Voorzitter. Ik heb het nu ook nog niet eens over het feit dat zeven op de tien gevechtsklare militairen in Europa op dit moment Amerikanen zijn. Ik heb deze bewindspersonen veel complimenten gegeven over de Defensienota, maar op het gebied van personeel zegt deze nota nauwelijks iets nieuws en is die weinig ambitieus. Ik was daarom verheugd om het stuk via RTL te lezen. Natuurlijk is het waardeloos dat het gelekt wordt, maar het is in ieder geval positief dat er binnen Defensie wel wordt nagedacht over verplichtende vormen van het dienjaar. Het was alleen weer typerend dat de hele communicatieafdeling van Defensie, inclusief de CDS, er als de kippen bij was om dit te downplayen. Waarom? We hebben de luxe niet meer om taboes te hebben. Is de minister dat met mij eens? En wat is de status van dit stuk?

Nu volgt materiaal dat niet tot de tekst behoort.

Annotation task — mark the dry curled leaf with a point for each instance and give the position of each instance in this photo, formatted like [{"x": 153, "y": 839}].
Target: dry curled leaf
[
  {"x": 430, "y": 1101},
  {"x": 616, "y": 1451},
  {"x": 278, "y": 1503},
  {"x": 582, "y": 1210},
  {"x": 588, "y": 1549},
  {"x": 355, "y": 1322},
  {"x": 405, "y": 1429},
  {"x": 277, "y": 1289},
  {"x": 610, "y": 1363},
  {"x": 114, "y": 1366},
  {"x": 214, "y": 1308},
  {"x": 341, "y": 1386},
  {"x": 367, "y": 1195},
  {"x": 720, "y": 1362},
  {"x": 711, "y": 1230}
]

Voorzitter. Ik wil graag de bewindspersonen en al mijn collega’s een verstandig stuk van ons wetenschappelijk instituut over verplichtende vormen van dienen overhandigen. Als u dat kunt verspreiden: graag. We moeten ons niet alleen voorbereiden op het meest gevaarlijke scenario, maar ook op het meest waarschijnlijke scenario, schreef hoogleraar Martijn Kitzen vorige week in Carré. Hoewel hij de focus op hoofdtaak 1 logisch vindt, waarschuwt hij er wel voor dat onze tegenpolen zeer waarschijnlijk directe confrontaties zullen vermijden en dat zij ons proberen te destabiliseren via andere machtsmiddelen. Dit zien we bijvoorbeeld vandaag de dag al gebeuren op het Afrikaanse continent. Terwijl dit kabinet historisch bezuinigt op ontwikkelingshulp en op diplomatie, zien we dat China en Rusland in ons vacuüm springen. Het belangrijkste instrument dat ons binnen Defensie hierbij van nut kan zijn, de SOF-eenheden, missen we compleet in de Defensienota. Hoe verklaren deze bewindspersonen dat?
(passage uit een Kamerdebat over de begroting van Defensie dd 3 december 2024).